Gastrointestinal stromal tumours (GIST) comprise a heterogeneous group of the most common mesenchymal neoplasms of the gastrointestinal tract. The majority of GIST are induced by activating, mutually exclusive mutations of two genes – KIT and PDGFRA (platelet-derived growth factor receptor-alpha). However, approximately 10–15% of GISTs lack oncogenic KIT or PDGFRA mutations and these tumours are often called “wild type” (WT) GISTs. The SDH-deficient GISTs form a distinctive subset of tumours accounting for 20–40% of KIT/PDGFRA WT GIST, which results from the loss of function mutations in the genes encoding the SDH enzyme complex. The true frequency of SDH-deficient GISTs was reported to be approximately 7.4 to 7.7%. These tumours usually occur in the stomach (most commonly in the antrum) and have a spectrum of beha­viour from indolent to progressive.

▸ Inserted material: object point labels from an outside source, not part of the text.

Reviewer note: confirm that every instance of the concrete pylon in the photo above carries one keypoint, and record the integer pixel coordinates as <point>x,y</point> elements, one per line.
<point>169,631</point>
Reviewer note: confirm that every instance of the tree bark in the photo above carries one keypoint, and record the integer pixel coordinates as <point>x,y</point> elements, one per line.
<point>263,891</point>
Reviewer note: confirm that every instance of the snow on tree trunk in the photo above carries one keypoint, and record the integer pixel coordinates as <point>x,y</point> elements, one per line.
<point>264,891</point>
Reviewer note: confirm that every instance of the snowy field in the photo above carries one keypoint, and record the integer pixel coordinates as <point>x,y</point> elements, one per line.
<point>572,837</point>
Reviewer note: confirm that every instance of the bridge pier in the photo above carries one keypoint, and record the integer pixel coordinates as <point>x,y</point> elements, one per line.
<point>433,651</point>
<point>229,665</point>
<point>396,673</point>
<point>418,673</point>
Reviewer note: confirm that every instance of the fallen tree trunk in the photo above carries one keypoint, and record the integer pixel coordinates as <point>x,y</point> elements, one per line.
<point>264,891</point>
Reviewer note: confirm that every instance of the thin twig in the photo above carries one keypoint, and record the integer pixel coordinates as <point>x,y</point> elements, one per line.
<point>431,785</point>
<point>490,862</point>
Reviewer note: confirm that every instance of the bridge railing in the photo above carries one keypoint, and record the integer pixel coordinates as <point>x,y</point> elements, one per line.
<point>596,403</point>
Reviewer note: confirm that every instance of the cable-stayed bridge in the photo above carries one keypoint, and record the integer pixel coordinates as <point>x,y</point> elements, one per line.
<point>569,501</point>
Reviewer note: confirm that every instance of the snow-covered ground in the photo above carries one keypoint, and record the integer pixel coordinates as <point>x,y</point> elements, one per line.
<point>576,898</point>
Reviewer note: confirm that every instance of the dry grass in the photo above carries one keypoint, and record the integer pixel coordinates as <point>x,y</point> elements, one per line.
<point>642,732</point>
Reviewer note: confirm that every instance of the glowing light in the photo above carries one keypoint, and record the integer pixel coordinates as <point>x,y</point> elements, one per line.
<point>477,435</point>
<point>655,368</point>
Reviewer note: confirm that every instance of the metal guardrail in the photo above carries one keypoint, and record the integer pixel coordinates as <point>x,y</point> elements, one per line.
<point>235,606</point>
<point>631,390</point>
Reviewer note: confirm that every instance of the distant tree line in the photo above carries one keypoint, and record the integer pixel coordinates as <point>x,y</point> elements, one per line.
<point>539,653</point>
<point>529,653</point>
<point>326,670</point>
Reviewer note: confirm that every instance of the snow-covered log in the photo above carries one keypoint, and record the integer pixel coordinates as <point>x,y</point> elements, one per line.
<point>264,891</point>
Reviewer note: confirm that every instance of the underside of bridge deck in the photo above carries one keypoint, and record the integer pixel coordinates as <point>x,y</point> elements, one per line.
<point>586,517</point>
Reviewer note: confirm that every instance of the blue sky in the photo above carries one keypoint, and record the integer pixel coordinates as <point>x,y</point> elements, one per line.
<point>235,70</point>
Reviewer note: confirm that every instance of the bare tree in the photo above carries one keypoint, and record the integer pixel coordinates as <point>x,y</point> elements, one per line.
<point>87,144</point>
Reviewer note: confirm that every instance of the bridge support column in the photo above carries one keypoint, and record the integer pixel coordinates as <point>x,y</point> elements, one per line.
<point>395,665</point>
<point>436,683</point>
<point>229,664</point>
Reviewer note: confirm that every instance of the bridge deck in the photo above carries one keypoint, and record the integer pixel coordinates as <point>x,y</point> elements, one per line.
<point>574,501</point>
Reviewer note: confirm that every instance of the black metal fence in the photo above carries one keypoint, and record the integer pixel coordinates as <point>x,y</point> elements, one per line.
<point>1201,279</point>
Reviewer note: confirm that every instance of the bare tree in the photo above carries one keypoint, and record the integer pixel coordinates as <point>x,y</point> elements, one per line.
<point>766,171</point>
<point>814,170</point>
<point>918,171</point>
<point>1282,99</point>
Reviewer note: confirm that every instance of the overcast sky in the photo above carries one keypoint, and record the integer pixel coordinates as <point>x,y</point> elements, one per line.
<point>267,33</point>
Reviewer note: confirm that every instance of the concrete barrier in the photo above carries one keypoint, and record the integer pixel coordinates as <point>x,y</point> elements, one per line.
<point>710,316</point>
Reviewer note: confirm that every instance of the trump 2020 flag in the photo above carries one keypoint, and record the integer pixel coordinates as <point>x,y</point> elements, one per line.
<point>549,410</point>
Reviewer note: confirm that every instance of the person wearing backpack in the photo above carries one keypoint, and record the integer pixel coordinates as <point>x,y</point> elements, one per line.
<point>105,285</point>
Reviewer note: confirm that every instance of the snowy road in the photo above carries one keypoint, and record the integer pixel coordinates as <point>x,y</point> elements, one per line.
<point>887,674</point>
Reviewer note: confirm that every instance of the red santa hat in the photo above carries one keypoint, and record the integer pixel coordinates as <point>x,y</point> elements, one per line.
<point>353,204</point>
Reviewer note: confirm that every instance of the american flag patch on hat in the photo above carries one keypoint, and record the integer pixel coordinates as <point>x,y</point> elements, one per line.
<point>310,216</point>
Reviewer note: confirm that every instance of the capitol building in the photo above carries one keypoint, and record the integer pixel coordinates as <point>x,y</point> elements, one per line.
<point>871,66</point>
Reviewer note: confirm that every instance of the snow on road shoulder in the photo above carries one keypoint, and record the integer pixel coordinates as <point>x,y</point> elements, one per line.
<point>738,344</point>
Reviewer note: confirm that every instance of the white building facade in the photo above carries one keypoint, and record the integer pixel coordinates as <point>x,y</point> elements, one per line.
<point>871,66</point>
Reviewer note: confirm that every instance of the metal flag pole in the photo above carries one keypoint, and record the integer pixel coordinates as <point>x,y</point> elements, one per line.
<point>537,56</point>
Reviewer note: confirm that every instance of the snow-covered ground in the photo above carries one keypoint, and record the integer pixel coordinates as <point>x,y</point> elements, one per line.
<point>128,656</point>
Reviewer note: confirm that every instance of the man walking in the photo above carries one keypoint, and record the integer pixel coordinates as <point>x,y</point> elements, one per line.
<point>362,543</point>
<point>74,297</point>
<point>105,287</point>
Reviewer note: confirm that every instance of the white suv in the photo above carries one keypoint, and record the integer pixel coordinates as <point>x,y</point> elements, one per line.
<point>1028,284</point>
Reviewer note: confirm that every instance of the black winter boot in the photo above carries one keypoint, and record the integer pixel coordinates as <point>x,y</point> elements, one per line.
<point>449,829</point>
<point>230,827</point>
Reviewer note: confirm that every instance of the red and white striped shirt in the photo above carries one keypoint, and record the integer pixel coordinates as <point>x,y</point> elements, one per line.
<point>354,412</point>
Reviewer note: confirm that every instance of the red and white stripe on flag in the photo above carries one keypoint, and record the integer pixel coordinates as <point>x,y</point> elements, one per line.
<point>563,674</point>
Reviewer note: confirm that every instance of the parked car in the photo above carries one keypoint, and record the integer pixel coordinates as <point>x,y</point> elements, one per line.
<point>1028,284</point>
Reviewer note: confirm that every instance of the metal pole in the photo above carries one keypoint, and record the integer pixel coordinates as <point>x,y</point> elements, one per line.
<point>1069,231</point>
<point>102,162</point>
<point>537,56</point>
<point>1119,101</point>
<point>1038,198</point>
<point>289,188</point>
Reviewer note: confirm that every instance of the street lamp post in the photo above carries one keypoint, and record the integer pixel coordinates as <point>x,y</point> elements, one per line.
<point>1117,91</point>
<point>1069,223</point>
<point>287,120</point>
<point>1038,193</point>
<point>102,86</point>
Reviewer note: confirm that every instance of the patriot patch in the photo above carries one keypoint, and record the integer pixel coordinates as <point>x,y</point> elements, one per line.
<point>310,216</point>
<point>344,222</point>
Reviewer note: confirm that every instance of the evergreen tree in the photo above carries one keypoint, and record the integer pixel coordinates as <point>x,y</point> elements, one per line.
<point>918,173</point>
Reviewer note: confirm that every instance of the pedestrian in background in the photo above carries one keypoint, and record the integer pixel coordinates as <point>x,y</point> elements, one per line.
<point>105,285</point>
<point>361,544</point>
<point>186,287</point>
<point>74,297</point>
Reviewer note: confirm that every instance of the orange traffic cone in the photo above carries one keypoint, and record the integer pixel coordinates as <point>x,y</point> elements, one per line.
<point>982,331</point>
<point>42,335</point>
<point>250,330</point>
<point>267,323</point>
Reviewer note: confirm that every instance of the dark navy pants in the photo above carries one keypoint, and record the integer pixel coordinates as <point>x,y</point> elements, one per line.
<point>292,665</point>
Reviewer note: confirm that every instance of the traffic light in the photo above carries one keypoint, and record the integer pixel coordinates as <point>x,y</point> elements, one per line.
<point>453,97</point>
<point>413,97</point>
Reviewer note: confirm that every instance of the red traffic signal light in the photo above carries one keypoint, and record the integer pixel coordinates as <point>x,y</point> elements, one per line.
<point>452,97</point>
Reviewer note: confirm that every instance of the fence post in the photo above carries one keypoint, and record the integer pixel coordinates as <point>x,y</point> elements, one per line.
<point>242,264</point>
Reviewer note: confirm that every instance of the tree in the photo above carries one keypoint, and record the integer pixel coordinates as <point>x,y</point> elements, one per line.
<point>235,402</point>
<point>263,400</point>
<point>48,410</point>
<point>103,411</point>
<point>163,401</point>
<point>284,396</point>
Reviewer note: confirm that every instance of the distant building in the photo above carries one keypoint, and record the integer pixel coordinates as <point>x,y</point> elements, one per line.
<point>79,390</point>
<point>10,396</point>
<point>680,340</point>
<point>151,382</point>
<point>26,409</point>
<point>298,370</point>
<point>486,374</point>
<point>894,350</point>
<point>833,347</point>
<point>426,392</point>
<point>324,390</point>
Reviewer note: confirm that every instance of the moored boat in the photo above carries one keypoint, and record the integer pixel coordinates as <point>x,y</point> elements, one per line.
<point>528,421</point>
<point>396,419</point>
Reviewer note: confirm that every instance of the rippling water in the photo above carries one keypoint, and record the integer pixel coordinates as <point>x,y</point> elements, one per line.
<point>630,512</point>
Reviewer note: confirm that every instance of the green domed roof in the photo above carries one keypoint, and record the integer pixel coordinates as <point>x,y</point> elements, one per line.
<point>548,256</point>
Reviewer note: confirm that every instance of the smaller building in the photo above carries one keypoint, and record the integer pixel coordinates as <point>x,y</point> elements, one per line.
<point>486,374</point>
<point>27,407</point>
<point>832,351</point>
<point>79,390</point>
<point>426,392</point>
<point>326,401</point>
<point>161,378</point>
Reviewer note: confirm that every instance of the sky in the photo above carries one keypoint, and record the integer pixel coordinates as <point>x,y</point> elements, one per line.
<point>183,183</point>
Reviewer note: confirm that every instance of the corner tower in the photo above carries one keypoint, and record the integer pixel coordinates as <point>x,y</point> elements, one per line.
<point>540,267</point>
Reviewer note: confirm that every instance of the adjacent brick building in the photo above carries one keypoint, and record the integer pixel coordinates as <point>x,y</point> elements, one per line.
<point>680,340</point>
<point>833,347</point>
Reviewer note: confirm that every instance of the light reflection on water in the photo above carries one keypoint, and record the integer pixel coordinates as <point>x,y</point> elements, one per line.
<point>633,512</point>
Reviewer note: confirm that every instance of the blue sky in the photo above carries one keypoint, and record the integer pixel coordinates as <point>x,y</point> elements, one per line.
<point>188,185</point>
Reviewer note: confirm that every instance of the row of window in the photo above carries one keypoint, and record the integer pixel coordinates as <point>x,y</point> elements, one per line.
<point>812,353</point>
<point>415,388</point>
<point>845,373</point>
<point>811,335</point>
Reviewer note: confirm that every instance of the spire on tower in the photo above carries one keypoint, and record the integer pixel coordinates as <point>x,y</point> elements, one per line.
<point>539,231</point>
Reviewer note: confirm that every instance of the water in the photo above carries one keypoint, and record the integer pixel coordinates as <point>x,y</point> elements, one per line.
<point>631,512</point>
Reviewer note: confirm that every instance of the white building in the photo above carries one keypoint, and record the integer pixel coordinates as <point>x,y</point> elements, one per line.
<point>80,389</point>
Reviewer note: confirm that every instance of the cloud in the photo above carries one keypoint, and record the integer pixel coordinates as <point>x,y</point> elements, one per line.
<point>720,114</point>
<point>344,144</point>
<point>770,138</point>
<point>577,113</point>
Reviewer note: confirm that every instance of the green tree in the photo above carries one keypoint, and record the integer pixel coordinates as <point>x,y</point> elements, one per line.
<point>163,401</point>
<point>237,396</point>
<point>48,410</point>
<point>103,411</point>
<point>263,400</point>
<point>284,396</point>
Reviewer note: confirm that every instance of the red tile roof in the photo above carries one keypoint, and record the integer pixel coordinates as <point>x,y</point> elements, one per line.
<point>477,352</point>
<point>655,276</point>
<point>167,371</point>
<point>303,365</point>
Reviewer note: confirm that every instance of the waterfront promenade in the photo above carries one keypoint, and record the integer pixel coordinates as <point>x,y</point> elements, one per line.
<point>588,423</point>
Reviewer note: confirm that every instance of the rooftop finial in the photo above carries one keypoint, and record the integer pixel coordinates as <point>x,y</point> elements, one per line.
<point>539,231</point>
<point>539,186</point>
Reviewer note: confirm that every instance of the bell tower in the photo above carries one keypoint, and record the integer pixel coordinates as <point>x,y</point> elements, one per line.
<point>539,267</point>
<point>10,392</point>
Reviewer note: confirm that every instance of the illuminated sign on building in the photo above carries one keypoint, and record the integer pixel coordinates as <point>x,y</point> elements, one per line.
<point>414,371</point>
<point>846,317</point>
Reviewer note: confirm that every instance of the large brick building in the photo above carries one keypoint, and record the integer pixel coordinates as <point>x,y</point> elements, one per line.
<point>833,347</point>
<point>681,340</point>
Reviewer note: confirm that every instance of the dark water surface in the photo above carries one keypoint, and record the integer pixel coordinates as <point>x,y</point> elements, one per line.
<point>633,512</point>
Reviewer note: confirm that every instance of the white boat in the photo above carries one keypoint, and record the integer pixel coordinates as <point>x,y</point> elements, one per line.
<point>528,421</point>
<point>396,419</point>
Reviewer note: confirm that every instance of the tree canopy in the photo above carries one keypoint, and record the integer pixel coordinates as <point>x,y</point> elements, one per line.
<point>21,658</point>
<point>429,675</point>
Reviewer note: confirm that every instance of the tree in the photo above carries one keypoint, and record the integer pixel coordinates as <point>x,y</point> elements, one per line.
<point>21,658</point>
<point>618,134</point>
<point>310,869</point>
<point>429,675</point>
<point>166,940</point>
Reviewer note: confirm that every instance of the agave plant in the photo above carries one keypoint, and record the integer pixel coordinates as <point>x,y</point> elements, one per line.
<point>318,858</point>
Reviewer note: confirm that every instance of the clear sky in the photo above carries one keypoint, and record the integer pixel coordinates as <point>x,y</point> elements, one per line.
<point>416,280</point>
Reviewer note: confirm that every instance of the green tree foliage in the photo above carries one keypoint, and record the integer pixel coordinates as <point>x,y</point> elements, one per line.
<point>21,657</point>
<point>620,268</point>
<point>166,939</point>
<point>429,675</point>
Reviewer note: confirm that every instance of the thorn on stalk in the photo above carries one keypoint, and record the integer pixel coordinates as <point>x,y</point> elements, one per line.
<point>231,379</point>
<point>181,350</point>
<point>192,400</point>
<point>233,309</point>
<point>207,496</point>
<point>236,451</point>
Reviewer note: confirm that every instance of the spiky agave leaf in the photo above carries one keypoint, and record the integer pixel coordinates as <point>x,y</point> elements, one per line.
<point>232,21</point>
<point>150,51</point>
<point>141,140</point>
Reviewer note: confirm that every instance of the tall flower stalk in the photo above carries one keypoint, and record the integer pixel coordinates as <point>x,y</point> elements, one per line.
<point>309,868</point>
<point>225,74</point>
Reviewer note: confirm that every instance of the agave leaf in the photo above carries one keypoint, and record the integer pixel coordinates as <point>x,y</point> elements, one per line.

In most cases the molecular mechanism behind the SDH-deficient GISTs is connected to germline mutations. SDHA germline mutations occur in approximately 30% of the SDH-deficient GIST, those in SDHB , SDHC , and SDHD appear in 20–30% of patients. The SDH-mutated GISTs do not respond well to the commonly used targeted therapy, with no objective tumour response to imatinib. Taking into account the biological features of SDH-deficient GIST, new therapies of potential in­terest comprise PI3K/AKT/mTOR inhibitors, heat-shock protein inhibitors, HIF1-α targeting agents, epigenetic modifiers and demethylating agents. However, further research is necessary in these fields.